Locality in New South Wales, Australia

Dartbrook is a locality in the upper Hunter Valley of New South Wales, Australia.

==Geography==
Dartbrook is located on a creek of the same name (Dart Brook) which flows south-east from the Liverpool Range to its confluence with the Hunter River a few kilometres downstream from the Dartbrook locality.

==History==
Dartbrook is in the country of the Geawegal people who, before colonisation, resided across the Upper Hunter from Dartbrook to the Liverpool Range.

British colonisation began in October 1824 when surveyor Henry Dangar mapped the region for the colonial Government of New South Wales. Dangar named the Dart Brook rivulet and followed it north. He encountered a group of Geawegal living along Dart Brook who appeared confident toward the white men. Dangar described the land as a rich and eligible tract for colonisation. At the headwaters of the brook, Dangar's group had a three-hour battle with another party of 150 Aborigines and were forced to retreat when one of them was speared in the head. Dangar later allotted the best lands along Dart Brook for himself and his brother William, but legal proceedings taken against him resulted in his suspension from the surveying department and the transfer of these lands to the prominent colonist Peter MacIntyre.

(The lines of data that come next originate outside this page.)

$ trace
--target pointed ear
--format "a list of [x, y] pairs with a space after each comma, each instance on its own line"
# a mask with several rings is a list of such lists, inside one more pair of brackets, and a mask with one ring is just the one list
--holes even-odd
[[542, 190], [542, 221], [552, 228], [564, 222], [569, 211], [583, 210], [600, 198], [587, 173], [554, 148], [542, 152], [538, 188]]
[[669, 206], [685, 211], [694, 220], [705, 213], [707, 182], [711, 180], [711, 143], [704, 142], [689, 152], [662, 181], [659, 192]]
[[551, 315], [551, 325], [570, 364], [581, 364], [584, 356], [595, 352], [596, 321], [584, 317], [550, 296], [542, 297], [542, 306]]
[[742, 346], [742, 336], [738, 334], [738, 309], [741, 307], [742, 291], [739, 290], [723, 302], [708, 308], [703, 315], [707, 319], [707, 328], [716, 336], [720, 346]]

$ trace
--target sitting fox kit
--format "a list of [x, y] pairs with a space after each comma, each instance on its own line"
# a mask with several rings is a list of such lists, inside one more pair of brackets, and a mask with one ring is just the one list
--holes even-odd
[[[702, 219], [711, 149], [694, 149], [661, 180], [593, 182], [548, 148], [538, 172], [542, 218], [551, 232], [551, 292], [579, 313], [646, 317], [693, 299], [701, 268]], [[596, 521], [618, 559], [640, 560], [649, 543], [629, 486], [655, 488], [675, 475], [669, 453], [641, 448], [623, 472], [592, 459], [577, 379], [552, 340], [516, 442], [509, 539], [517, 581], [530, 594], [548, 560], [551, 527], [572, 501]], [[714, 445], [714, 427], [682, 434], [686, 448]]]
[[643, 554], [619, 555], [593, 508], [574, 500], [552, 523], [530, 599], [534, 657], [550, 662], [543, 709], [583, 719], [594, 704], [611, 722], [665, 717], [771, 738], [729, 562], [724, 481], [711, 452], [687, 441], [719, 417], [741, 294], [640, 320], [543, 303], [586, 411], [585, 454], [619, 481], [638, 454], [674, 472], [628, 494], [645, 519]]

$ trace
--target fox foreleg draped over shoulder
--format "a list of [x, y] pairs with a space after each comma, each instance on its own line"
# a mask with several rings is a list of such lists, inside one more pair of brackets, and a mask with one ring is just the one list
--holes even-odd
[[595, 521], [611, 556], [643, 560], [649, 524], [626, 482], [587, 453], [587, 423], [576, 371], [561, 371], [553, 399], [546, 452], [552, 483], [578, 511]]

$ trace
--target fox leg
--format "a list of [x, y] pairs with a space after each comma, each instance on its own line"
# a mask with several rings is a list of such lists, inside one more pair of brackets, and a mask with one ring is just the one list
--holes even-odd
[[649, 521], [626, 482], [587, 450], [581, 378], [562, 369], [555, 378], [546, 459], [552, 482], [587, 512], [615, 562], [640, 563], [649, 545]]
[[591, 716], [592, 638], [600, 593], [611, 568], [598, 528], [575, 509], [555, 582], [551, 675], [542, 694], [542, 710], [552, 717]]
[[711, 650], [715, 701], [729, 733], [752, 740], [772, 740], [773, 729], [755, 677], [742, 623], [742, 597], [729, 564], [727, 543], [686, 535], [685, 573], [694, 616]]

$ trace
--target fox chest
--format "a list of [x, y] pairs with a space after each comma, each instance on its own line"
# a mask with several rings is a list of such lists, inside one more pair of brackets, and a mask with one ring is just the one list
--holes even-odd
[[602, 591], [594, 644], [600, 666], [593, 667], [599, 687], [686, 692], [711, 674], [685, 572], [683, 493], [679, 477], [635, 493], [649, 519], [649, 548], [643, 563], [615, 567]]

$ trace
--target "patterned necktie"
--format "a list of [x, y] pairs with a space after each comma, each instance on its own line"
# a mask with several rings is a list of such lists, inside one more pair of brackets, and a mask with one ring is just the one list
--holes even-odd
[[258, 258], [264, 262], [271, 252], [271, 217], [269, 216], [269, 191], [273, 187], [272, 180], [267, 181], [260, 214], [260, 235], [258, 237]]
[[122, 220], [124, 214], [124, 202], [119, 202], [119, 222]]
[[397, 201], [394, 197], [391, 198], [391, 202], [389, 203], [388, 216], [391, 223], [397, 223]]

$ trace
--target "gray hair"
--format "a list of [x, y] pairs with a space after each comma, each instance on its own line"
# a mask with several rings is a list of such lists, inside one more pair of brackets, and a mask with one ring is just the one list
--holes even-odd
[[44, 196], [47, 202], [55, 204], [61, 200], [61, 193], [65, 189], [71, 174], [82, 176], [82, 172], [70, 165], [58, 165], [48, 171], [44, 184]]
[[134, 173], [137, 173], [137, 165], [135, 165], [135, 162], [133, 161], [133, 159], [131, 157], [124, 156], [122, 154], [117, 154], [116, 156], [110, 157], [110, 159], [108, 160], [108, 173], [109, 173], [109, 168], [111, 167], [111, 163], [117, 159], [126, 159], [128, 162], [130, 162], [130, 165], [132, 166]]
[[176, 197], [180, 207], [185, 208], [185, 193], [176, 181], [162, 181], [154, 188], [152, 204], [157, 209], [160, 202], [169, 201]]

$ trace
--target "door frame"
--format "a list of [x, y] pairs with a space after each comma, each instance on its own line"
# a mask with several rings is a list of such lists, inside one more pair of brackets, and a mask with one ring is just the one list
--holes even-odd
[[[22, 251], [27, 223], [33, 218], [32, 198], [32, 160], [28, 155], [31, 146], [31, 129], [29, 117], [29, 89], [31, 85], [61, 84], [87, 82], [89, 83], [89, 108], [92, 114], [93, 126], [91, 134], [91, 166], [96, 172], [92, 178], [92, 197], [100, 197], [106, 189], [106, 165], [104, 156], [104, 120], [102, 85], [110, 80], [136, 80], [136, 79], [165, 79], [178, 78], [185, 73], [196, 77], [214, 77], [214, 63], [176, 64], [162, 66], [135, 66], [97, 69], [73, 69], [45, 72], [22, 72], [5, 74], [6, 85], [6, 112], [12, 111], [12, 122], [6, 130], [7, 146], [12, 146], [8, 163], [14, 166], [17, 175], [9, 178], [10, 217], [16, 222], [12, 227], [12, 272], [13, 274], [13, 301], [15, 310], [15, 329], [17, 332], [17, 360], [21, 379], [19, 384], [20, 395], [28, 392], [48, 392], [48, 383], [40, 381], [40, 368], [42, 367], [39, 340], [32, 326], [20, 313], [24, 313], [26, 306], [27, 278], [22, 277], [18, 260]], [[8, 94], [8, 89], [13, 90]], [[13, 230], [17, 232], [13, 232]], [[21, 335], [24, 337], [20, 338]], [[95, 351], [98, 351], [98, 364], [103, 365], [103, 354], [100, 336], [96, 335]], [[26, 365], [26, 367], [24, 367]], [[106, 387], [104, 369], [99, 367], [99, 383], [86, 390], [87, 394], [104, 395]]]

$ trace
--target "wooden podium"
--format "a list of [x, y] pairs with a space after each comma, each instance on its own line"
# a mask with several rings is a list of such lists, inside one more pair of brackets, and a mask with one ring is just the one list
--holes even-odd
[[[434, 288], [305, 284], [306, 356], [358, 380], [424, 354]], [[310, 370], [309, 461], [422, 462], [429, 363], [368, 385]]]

Land grants at Dart Brook were also issued to other colonists, notably George Hall and his sons, who each received large parcels of land around where the modern day locality of Dartbrook is now situated. George Hall was a pioneer landowner of the Hawkesbury River region and his son, Thomas Simpson Hall, became a well known frontier pastoralist squatter. The Halls took up the property in 1825 and named it Dartbrook. They built a family mansion there called 'Dartbrook House'. The Halls also had a neighbouring estate called 'Nandowra'. Other colonists that received grants along Dart Brook were John Bingle, Peter MacIntyre, Donald MacIntyre, Stephen Coxen, Francis Little and William Dangar who respectively established the properties 'Puen Buen', 'Blairmore', 'Kayuga', 'Yarrandi', 'Invermein' and 'Turanville'.

By the early 1830s most of the land along Dart Brook had been taken up by pastoralists. A New South Wales Mounted Police station was established there to protect them from Aboriginal reprisals and bushrangers. In 1831 explorer, Sir Thomas Mitchell, found the Dart Brook clan of Geawegal people had been pushed out of their country and were suffering from smallpox in exile upon the Liverpool Plains.

The pastoral estates along Dartbrook were not further subdivided to any great degree until after World War I, when soldier settlement schemes saw the land parcelled off into smaller acreages.

==Economy==
The economy of Dartbrook is mostly agriculturally based. The Dartbrook coal mine opened in July 1995 with a balloon loop rail connection to the Main Northern railway line but closed in 2006. It is scheduled to reopen in late 2023.

==Demographics==
In 2021, the population of Dartbrook was 110 people.